When Jenkyns looks astute, British politics proves it really is in a dire state
What a turnaround for someone who, until now, has hardly distinguished herself. Okay, she's got a colourful past as a Miss UK finalist, Greggs worker and victor over Ed Balls in 2015. But in her early days in Parliament, she was best known as a troublemaker for Theresa May. The highest office she held was a parliamentary under secretary of state at the end of Boris Johnson's leadership. She was then booted out by Rishi Sunak, and finally lost her seat by a big margin at the general election.
But my goodness, she's made up for it all since. Jumping ship from Tories to Reform at exactly the right time, announcing her candidacy for Greater Lincolnshire late last year, catching a glorious wave and leaving the Tories trailing in her wake.

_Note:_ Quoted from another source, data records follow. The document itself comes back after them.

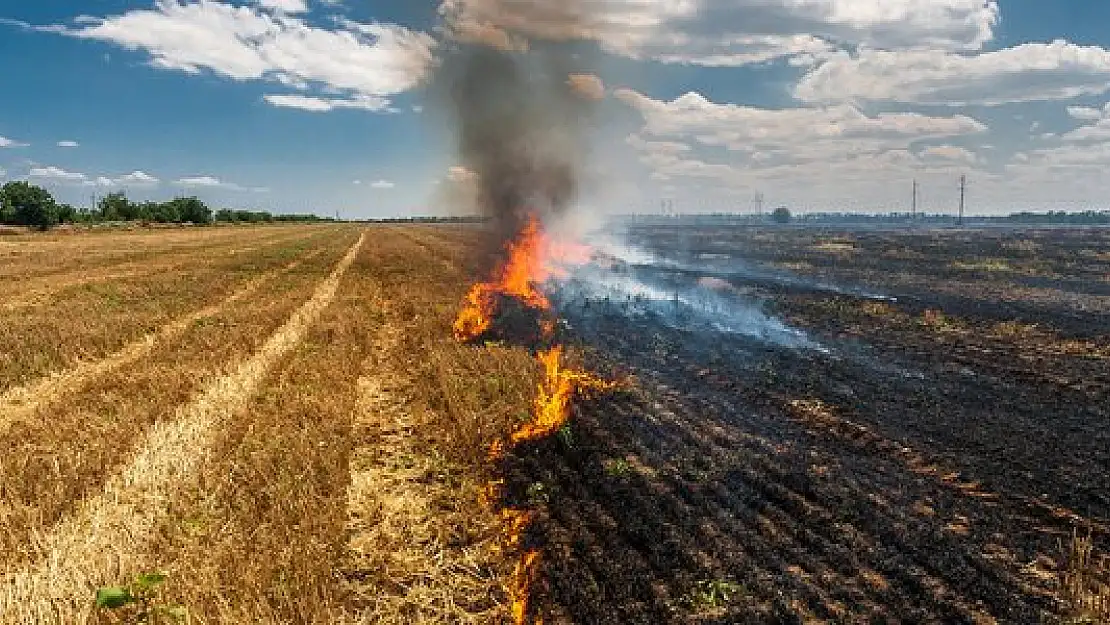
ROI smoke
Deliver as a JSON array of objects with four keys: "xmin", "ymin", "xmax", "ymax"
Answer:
[{"xmin": 429, "ymin": 0, "xmax": 603, "ymax": 252}]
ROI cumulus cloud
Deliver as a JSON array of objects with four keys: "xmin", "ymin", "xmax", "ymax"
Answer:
[
  {"xmin": 1067, "ymin": 105, "xmax": 1104, "ymax": 120},
  {"xmin": 256, "ymin": 0, "xmax": 308, "ymax": 13},
  {"xmin": 614, "ymin": 89, "xmax": 996, "ymax": 212},
  {"xmin": 438, "ymin": 0, "xmax": 1000, "ymax": 67},
  {"xmin": 263, "ymin": 93, "xmax": 396, "ymax": 112},
  {"xmin": 0, "ymin": 135, "xmax": 28, "ymax": 148},
  {"xmin": 62, "ymin": 1, "xmax": 436, "ymax": 112},
  {"xmin": 370, "ymin": 179, "xmax": 395, "ymax": 189},
  {"xmin": 617, "ymin": 89, "xmax": 986, "ymax": 168},
  {"xmin": 174, "ymin": 175, "xmax": 267, "ymax": 192},
  {"xmin": 57, "ymin": 140, "xmax": 80, "ymax": 148},
  {"xmin": 29, "ymin": 166, "xmax": 87, "ymax": 182},
  {"xmin": 796, "ymin": 41, "xmax": 1110, "ymax": 106},
  {"xmin": 1060, "ymin": 103, "xmax": 1110, "ymax": 143},
  {"xmin": 116, "ymin": 170, "xmax": 160, "ymax": 185},
  {"xmin": 28, "ymin": 166, "xmax": 162, "ymax": 187},
  {"xmin": 921, "ymin": 145, "xmax": 977, "ymax": 163}
]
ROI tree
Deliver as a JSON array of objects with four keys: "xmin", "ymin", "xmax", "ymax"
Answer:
[
  {"xmin": 149, "ymin": 200, "xmax": 180, "ymax": 224},
  {"xmin": 771, "ymin": 206, "xmax": 792, "ymax": 224},
  {"xmin": 97, "ymin": 192, "xmax": 131, "ymax": 221},
  {"xmin": 56, "ymin": 203, "xmax": 78, "ymax": 224},
  {"xmin": 1, "ymin": 181, "xmax": 58, "ymax": 229},
  {"xmin": 167, "ymin": 197, "xmax": 212, "ymax": 224}
]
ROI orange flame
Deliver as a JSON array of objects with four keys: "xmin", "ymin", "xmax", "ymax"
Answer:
[
  {"xmin": 453, "ymin": 217, "xmax": 553, "ymax": 342},
  {"xmin": 514, "ymin": 346, "xmax": 616, "ymax": 444},
  {"xmin": 454, "ymin": 214, "xmax": 612, "ymax": 625}
]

When she said this morning that 'Nigel Farage will one day make a magnificent Prime Minister', it might have sent a shiver down the spine of many. But few laughed. Imagine a Tory victor saying the same thing about Kemi Badenoch. They'd be stifling their giggles, I fear. And I'm saying that as a fan.
In July 2022, when the Tory party turned against Boris Johnson, Jenkyns said they would come to regret this 'just like they did with Thatcher'.
Don't they just. The Tories continue to pay for the rise for the 44 wretched days of Liz Truss in power, even if Jenkyns supported her.
But Jenkyns wasn't going to hang around and go down with the ship. After the calamitous general election, she knew full well that the realignment in British politics was firmly under way and that it wasn't any longer Left versus Right, but to use David Goodhart's words, 'somewheres versus anywheres'. You can't be both. And if you try to be both, you end up doing the splits. Only Boris, among the Tories, has the political agility to pull that one off.
That explains as much as anything why the Tories' poll rating, which shot down to the low 20s under Truss, hasn't budged. And it's why Labour under the hapless Keir Starmer is following the Tories off a cliff.
Today was always going to be great for Reform, a deserved bloody nose for Starmer and diabolical for the Tories – who remain condemned to the nation's naughty step. It might also be the final death knell, a middle finger even, to the two-party system.